Kinkade-Levario has served as president of the American Rainwater Catchment System Association (ARCSA), where she led an effort to instate an accreditation for rainwater professionals. Currently, ARCSA is advocating for legislation that would standardize different types of systems, in addition to developing rainwater harvesting and stormwater reuse goals for cities to adopt. “Most county and city development guidelines include codes for plumbing, roofing, and gutter systems, but not necessarily for rainwater harvesting,” she says. “Engineers and architects also need to become more updated on implanting these techniques into development plans and designs.”
As the severity of drought and water supply escalates, Kinkade-Levario is finding that more cities and municipalities are recognizing the importance of rainwater harvesting for reuse. “Tucson, for instance, has really embraced a number of strategies because of their water scarcity situation,” she says. “However, in Phoenix, the level of commitment is much less. Phoenix currently has more water supply options, such as a canal that conveys Colorado River water and dams that collect rainwater. They are not nearly as progressive as Tucson because they perceive their situation as less dire. They are starting to consider rainwater harvesting, but nothing is being required at this point.”

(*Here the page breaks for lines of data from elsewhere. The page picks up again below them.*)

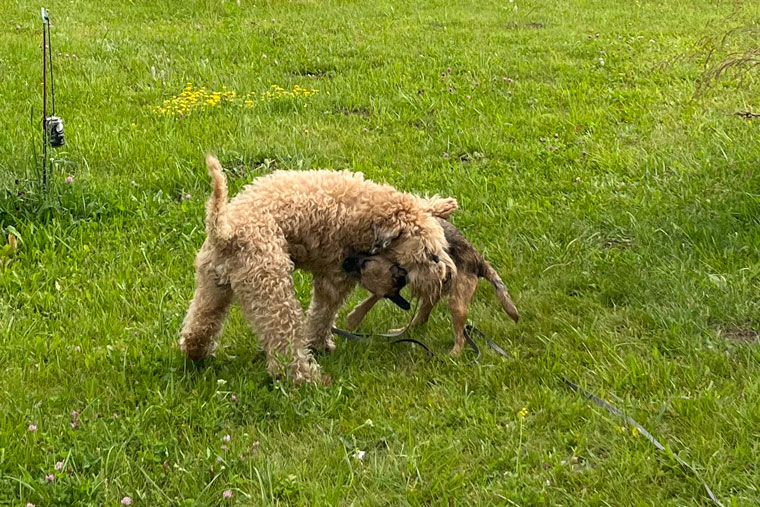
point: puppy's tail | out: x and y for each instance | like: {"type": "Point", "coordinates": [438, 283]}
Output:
{"type": "Point", "coordinates": [492, 276]}
{"type": "Point", "coordinates": [216, 206]}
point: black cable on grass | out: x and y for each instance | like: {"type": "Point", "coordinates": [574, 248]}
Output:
{"type": "Point", "coordinates": [52, 126]}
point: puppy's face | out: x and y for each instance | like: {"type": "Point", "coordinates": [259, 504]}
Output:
{"type": "Point", "coordinates": [378, 275]}
{"type": "Point", "coordinates": [423, 253]}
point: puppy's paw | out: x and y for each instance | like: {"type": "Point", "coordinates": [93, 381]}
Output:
{"type": "Point", "coordinates": [456, 350]}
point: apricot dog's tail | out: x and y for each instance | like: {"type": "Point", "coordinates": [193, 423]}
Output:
{"type": "Point", "coordinates": [501, 290]}
{"type": "Point", "coordinates": [216, 206]}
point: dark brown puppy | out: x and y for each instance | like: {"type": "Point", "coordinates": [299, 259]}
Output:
{"type": "Point", "coordinates": [460, 288]}
{"type": "Point", "coordinates": [381, 277]}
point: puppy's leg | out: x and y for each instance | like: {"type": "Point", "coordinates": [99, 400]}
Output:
{"type": "Point", "coordinates": [462, 290]}
{"type": "Point", "coordinates": [263, 284]}
{"type": "Point", "coordinates": [357, 315]}
{"type": "Point", "coordinates": [328, 295]}
{"type": "Point", "coordinates": [204, 320]}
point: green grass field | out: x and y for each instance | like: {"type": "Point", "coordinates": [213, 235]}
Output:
{"type": "Point", "coordinates": [621, 207]}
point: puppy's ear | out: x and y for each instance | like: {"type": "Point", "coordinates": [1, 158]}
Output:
{"type": "Point", "coordinates": [383, 237]}
{"type": "Point", "coordinates": [441, 207]}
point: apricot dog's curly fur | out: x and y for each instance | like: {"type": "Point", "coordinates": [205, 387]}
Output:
{"type": "Point", "coordinates": [309, 220]}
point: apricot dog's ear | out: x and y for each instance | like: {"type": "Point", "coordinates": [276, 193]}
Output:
{"type": "Point", "coordinates": [441, 207]}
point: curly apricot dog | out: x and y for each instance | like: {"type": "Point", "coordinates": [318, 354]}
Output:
{"type": "Point", "coordinates": [308, 220]}
{"type": "Point", "coordinates": [380, 276]}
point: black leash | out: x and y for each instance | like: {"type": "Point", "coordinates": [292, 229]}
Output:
{"type": "Point", "coordinates": [367, 337]}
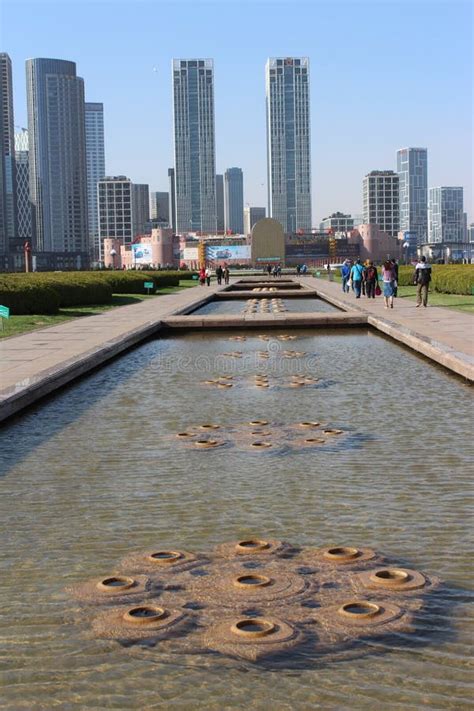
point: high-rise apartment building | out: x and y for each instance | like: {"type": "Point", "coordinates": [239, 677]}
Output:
{"type": "Point", "coordinates": [115, 210]}
{"type": "Point", "coordinates": [58, 176]}
{"type": "Point", "coordinates": [288, 142]}
{"type": "Point", "coordinates": [381, 202]}
{"type": "Point", "coordinates": [412, 168]}
{"type": "Point", "coordinates": [8, 209]}
{"type": "Point", "coordinates": [251, 216]}
{"type": "Point", "coordinates": [446, 215]}
{"type": "Point", "coordinates": [220, 201]}
{"type": "Point", "coordinates": [194, 144]}
{"type": "Point", "coordinates": [172, 192]}
{"type": "Point", "coordinates": [22, 165]}
{"type": "Point", "coordinates": [337, 222]}
{"type": "Point", "coordinates": [234, 200]}
{"type": "Point", "coordinates": [141, 207]}
{"type": "Point", "coordinates": [160, 207]}
{"type": "Point", "coordinates": [95, 163]}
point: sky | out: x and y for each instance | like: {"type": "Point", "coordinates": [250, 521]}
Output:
{"type": "Point", "coordinates": [384, 75]}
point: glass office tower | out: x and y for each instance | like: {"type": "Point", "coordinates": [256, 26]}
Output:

With urban sprawl and horizontal development characterizing growth in Phoenix, a considerable amount of opportunities exist for implementing rainwater-harvesting systems. Large-scale slabs of impervious surfaces, such as car dealerships that can take up as much as 800,000 square feet, are ideal areas for installation of catchment systems. “There is no reason why, especially in drought-prone regions, these spaces shouldn’t be utilized to catch and retain rainwater and stormwater,” says Kinkade-Levario. Because rain events in the Southwest can be sudden and intensive, harvesting systems should be planned with capacity in mind. “A sudden burst of 1-inch of rainwater over 100,000 square feet is a considerable amount of water volume,” says Kinkade-Levario. “These rain events only come twice a year in our area, so it is critical that rainwater and stormwater retention systems are able to convey flood-like waters by including large storage areas.”
Kinkade-Levario says there are many more strategies and accessible techniques for harvesting water. “Cooling towers are a great example of an alternative water source,” she notes. “These units contain lots of available water for reuse that is otherwise just going into the sewer. Two buildings in Phoenix and one in Kingman, AZ, are currently utilizing cooling blowdown water to irrigate their total site. Anything that is not blackwater should be reused.”